It's hard to find a needle in a haystack—but it's a lot easier if you make the haystack a lot smaller. That's the principle behind a faster, more efficient method for finding disease-causing genes being pioneered by UW researchers.
Last December, the team, led by Michael Bamshad, professor of pediatrics and genome sciences, and Jay Shendure, assistant professor of genome sciences, announced that they had identified the gene involved in Miller syndrome, a rare hereditary condition that causes facial and limb deformities.
"We had in the past used more traditional approaches to look for the Miller syndrome gene but failed," says Bamshad. "So we were very interested in learning whether we could use a new strategy based on the sequencing of exomes to find it."

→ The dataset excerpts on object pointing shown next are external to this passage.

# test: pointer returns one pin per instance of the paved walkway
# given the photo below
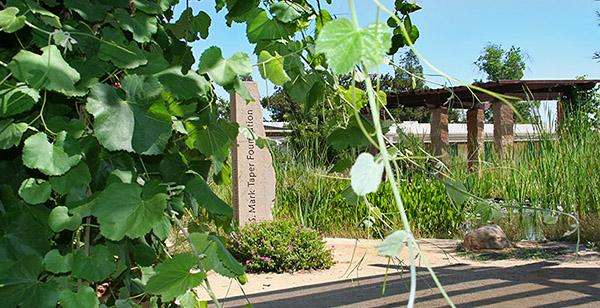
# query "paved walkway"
(504, 283)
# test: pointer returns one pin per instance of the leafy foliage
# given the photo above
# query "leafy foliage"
(108, 135)
(501, 64)
(280, 246)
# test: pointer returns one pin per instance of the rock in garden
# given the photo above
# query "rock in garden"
(486, 237)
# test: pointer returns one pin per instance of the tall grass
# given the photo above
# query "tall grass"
(557, 173)
(309, 194)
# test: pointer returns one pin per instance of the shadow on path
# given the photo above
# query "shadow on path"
(532, 285)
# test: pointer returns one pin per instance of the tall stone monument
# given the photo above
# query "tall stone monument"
(253, 173)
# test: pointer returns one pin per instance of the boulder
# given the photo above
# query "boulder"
(489, 237)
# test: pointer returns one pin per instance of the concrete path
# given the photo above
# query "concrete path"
(503, 283)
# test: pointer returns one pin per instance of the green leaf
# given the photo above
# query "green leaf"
(365, 174)
(392, 245)
(286, 11)
(60, 220)
(9, 21)
(50, 159)
(406, 7)
(549, 218)
(213, 138)
(175, 276)
(46, 16)
(23, 232)
(260, 27)
(92, 11)
(17, 100)
(35, 191)
(140, 25)
(132, 125)
(216, 255)
(346, 46)
(78, 176)
(84, 298)
(20, 287)
(323, 18)
(128, 209)
(189, 26)
(56, 263)
(457, 191)
(95, 267)
(118, 50)
(185, 86)
(46, 71)
(271, 67)
(199, 189)
(188, 300)
(224, 72)
(11, 133)
(151, 7)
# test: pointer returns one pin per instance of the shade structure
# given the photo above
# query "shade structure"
(463, 97)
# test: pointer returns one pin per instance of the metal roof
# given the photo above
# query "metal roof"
(464, 97)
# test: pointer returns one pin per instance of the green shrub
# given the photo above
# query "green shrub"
(280, 246)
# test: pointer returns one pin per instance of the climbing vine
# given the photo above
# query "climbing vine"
(108, 136)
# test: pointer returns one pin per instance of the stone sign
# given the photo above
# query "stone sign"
(253, 173)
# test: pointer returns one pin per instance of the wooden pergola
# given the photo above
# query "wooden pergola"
(477, 101)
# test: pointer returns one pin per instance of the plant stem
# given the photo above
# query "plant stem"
(197, 253)
(385, 157)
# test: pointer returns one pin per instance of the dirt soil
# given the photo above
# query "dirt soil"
(357, 280)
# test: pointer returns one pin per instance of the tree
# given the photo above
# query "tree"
(501, 64)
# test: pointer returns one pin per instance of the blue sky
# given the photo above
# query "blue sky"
(558, 36)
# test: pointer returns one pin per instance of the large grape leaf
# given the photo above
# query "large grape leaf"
(17, 100)
(84, 298)
(188, 26)
(78, 176)
(50, 159)
(365, 174)
(271, 67)
(23, 230)
(90, 10)
(216, 256)
(140, 25)
(11, 133)
(213, 137)
(56, 263)
(286, 11)
(20, 287)
(260, 27)
(59, 219)
(9, 21)
(224, 72)
(175, 276)
(199, 189)
(35, 191)
(184, 86)
(118, 50)
(135, 124)
(346, 46)
(128, 209)
(46, 71)
(95, 267)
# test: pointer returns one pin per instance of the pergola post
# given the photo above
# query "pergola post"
(503, 128)
(475, 126)
(439, 133)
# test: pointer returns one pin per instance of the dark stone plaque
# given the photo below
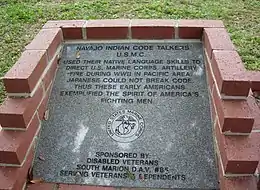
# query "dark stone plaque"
(129, 115)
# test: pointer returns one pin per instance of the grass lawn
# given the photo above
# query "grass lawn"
(20, 20)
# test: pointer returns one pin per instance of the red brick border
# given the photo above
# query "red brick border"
(235, 111)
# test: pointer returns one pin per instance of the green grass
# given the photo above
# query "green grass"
(20, 20)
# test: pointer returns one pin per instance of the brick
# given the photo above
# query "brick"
(49, 77)
(25, 74)
(108, 29)
(71, 29)
(254, 77)
(210, 78)
(216, 39)
(236, 183)
(41, 186)
(235, 116)
(212, 109)
(239, 154)
(15, 144)
(18, 112)
(193, 29)
(43, 106)
(230, 74)
(14, 178)
(152, 29)
(52, 39)
(83, 187)
(254, 105)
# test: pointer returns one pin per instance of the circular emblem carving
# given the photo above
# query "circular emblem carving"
(125, 125)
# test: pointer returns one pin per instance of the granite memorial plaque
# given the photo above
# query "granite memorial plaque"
(129, 115)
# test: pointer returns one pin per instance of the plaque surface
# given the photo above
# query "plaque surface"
(129, 115)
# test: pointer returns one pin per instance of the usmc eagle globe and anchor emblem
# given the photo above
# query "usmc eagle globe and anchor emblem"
(125, 125)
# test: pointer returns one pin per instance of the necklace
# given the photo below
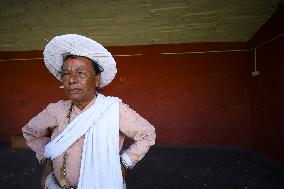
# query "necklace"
(63, 182)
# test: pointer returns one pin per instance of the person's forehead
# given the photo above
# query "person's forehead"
(77, 62)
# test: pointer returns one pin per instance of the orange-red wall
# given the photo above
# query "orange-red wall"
(267, 89)
(192, 99)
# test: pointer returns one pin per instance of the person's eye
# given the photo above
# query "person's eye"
(65, 74)
(82, 74)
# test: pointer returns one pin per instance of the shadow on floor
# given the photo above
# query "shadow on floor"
(165, 168)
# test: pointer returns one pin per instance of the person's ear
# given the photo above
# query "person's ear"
(97, 80)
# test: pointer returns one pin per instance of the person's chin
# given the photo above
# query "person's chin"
(75, 97)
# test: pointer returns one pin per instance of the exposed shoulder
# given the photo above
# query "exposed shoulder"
(59, 106)
(124, 109)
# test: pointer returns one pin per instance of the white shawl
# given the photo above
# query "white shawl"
(100, 164)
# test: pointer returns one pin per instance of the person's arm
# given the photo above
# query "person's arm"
(140, 130)
(37, 135)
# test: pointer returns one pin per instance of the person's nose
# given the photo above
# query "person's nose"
(73, 78)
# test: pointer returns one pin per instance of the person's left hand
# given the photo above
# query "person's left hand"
(123, 170)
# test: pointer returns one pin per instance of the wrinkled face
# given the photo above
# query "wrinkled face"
(79, 79)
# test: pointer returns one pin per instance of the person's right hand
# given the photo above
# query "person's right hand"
(47, 168)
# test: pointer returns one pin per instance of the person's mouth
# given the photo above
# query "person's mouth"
(74, 90)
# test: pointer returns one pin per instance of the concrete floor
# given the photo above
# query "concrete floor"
(165, 168)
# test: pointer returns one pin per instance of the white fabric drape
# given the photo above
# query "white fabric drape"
(100, 164)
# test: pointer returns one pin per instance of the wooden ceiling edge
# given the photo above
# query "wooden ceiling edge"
(141, 49)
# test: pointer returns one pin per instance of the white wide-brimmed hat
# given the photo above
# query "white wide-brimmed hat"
(74, 44)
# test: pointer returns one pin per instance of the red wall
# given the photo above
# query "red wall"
(192, 99)
(267, 89)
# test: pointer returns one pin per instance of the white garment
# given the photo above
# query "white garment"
(100, 164)
(51, 183)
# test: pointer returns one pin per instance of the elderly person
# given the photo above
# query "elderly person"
(79, 140)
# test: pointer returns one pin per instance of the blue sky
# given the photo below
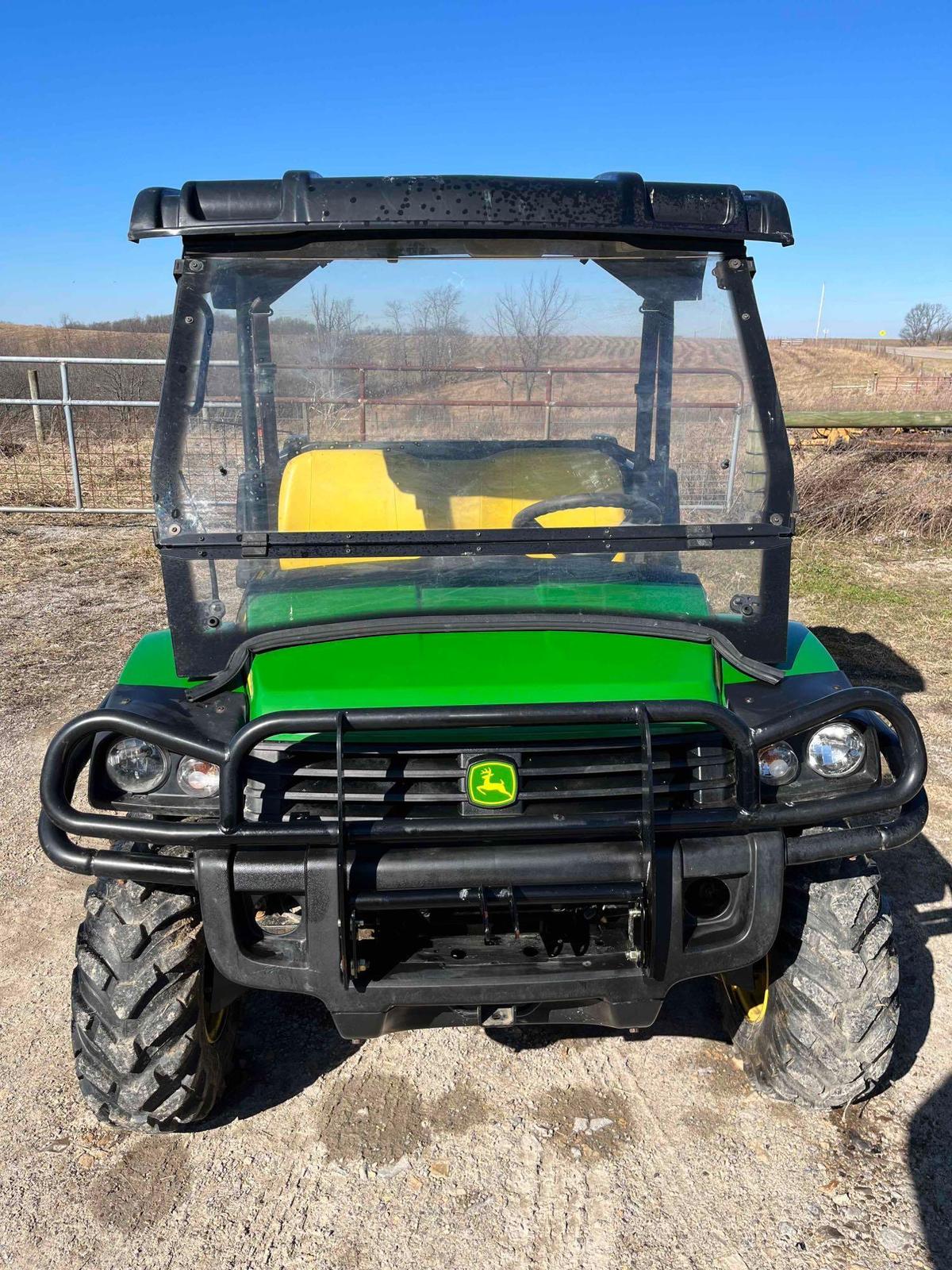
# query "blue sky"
(843, 108)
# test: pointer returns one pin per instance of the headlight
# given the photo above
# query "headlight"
(198, 776)
(778, 764)
(837, 749)
(136, 766)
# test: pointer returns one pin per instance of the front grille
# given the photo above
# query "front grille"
(298, 780)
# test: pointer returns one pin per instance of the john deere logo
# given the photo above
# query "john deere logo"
(492, 783)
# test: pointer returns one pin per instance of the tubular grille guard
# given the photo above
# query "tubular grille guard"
(70, 749)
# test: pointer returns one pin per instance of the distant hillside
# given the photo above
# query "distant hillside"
(79, 342)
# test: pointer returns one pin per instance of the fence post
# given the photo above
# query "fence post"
(70, 435)
(33, 383)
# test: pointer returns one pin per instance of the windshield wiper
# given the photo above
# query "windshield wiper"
(268, 641)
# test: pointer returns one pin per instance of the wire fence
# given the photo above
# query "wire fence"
(76, 432)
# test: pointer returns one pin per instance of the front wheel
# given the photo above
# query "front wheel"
(818, 1024)
(150, 1053)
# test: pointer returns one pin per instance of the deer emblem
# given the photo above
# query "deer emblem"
(489, 787)
(492, 783)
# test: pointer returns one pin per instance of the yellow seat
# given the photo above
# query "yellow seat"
(390, 491)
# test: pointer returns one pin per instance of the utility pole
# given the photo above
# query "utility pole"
(819, 313)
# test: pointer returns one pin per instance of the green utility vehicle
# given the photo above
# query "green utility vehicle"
(479, 702)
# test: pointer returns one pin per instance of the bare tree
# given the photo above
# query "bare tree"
(528, 321)
(926, 324)
(333, 338)
(438, 327)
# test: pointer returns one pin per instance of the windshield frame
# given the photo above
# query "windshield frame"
(183, 540)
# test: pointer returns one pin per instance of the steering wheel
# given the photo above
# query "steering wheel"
(643, 510)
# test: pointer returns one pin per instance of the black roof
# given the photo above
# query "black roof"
(613, 203)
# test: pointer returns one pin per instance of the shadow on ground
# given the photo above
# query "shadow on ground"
(285, 1045)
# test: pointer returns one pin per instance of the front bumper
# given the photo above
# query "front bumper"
(641, 865)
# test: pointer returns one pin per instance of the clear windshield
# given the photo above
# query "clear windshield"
(404, 387)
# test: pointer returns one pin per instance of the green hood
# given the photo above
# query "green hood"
(478, 668)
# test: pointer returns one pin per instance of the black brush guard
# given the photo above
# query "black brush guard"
(346, 873)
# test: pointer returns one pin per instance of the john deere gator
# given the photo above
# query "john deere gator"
(479, 702)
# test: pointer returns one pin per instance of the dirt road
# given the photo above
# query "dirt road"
(452, 1149)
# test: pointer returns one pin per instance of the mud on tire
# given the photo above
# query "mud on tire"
(825, 1038)
(149, 1054)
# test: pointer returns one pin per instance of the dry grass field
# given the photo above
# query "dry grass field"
(431, 1149)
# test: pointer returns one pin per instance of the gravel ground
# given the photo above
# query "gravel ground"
(450, 1149)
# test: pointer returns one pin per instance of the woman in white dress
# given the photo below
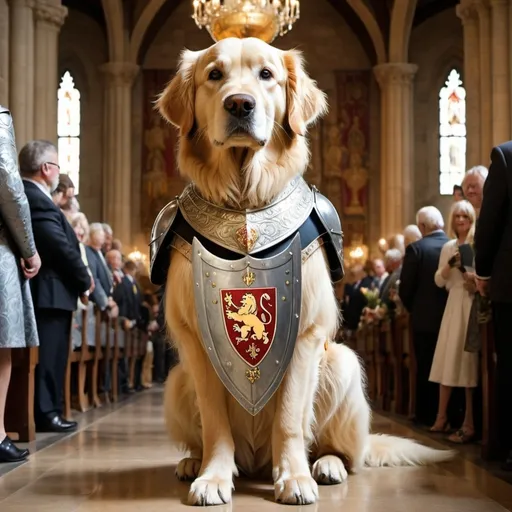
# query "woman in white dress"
(452, 365)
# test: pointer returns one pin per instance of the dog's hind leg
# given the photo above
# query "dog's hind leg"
(293, 483)
(183, 422)
(342, 416)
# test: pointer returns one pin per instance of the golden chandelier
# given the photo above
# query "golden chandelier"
(264, 19)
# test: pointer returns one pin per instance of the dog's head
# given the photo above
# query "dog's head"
(242, 108)
(239, 92)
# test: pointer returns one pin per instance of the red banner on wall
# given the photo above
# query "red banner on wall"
(353, 93)
(160, 178)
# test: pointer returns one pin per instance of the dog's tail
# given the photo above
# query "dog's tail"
(386, 450)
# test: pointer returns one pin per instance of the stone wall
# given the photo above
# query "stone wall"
(435, 57)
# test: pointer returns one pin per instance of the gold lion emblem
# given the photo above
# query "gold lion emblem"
(247, 314)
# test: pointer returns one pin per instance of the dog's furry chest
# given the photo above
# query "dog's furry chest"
(253, 438)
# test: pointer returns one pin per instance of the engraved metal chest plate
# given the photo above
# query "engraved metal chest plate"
(248, 312)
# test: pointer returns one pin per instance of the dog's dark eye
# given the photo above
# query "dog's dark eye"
(265, 74)
(215, 74)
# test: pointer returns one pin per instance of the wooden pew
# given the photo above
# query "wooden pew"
(82, 359)
(19, 411)
(488, 366)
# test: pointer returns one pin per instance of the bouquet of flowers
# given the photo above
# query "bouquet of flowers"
(372, 297)
(373, 303)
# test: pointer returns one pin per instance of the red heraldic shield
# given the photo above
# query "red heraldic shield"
(250, 319)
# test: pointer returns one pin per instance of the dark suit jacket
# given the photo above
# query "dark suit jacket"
(63, 276)
(129, 298)
(102, 279)
(354, 302)
(418, 291)
(493, 238)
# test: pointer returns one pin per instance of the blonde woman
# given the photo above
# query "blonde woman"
(452, 365)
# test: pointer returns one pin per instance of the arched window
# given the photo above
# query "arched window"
(68, 128)
(452, 133)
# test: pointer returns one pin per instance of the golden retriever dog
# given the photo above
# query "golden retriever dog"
(316, 427)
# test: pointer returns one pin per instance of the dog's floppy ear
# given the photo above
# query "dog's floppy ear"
(305, 102)
(176, 103)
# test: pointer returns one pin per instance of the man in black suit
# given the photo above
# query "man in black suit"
(493, 260)
(62, 279)
(425, 301)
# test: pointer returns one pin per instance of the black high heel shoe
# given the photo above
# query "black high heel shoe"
(9, 452)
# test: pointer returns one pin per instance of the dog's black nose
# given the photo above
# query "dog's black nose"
(240, 105)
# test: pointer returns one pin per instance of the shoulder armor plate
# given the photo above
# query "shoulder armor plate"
(159, 245)
(331, 221)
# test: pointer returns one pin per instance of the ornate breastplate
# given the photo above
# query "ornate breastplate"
(248, 274)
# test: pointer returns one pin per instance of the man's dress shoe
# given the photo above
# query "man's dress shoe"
(9, 452)
(507, 465)
(56, 423)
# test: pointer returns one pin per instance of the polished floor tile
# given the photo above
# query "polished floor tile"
(124, 462)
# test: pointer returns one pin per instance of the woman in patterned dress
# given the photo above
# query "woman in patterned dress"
(19, 261)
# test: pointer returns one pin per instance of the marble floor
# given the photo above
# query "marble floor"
(122, 461)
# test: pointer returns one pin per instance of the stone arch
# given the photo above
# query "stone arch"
(153, 17)
(401, 25)
(372, 27)
(114, 17)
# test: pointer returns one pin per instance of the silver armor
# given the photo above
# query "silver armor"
(248, 312)
(248, 294)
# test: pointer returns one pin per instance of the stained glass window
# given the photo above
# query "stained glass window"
(68, 128)
(452, 133)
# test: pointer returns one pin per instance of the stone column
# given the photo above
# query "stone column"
(468, 13)
(21, 68)
(484, 19)
(397, 143)
(117, 172)
(4, 53)
(500, 72)
(49, 20)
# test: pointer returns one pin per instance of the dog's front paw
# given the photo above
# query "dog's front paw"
(329, 470)
(300, 490)
(210, 491)
(188, 469)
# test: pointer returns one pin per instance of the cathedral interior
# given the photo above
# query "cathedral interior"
(418, 91)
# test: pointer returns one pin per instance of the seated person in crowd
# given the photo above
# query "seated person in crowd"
(412, 234)
(354, 300)
(458, 194)
(102, 294)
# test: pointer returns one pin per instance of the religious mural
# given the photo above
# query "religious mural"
(346, 152)
(160, 178)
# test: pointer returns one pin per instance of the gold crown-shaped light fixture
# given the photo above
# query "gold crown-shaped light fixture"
(264, 19)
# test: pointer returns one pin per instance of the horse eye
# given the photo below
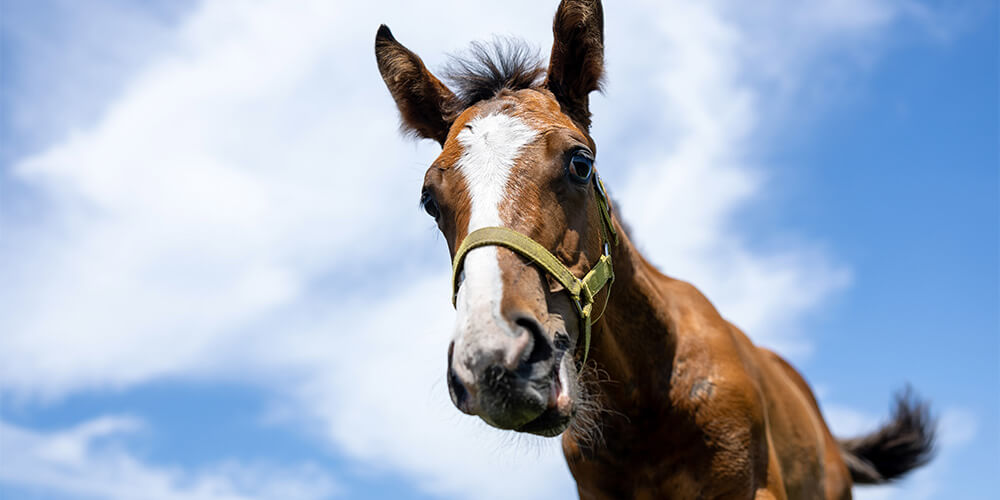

The exome is the portion of a person's genetic material that codes for proteins. The entire set of genetic material, called the genome, contains a huge number of genetic building blocks. But the exome, which represents about 1 percent of the genome, is merely large. By sequencing the exomes of four people with Miller syndrome, and comparing them with sequences from eight unaffected individuals, the research team was able to quickly zero in on the culprit gene.
Exome sequencing is likely to be particularly powerful in identifying genes involved in diseases, like Miller syndrome, that involve mutations in a single gene. Bamshad and Shendure, along with Deborah Nickerson, professor of genome sciences, are now using exome sequencing to look for the genes involved in other disorders of this type. "There will likely be many more success stories such as this over the next several years," Bamshad predicts.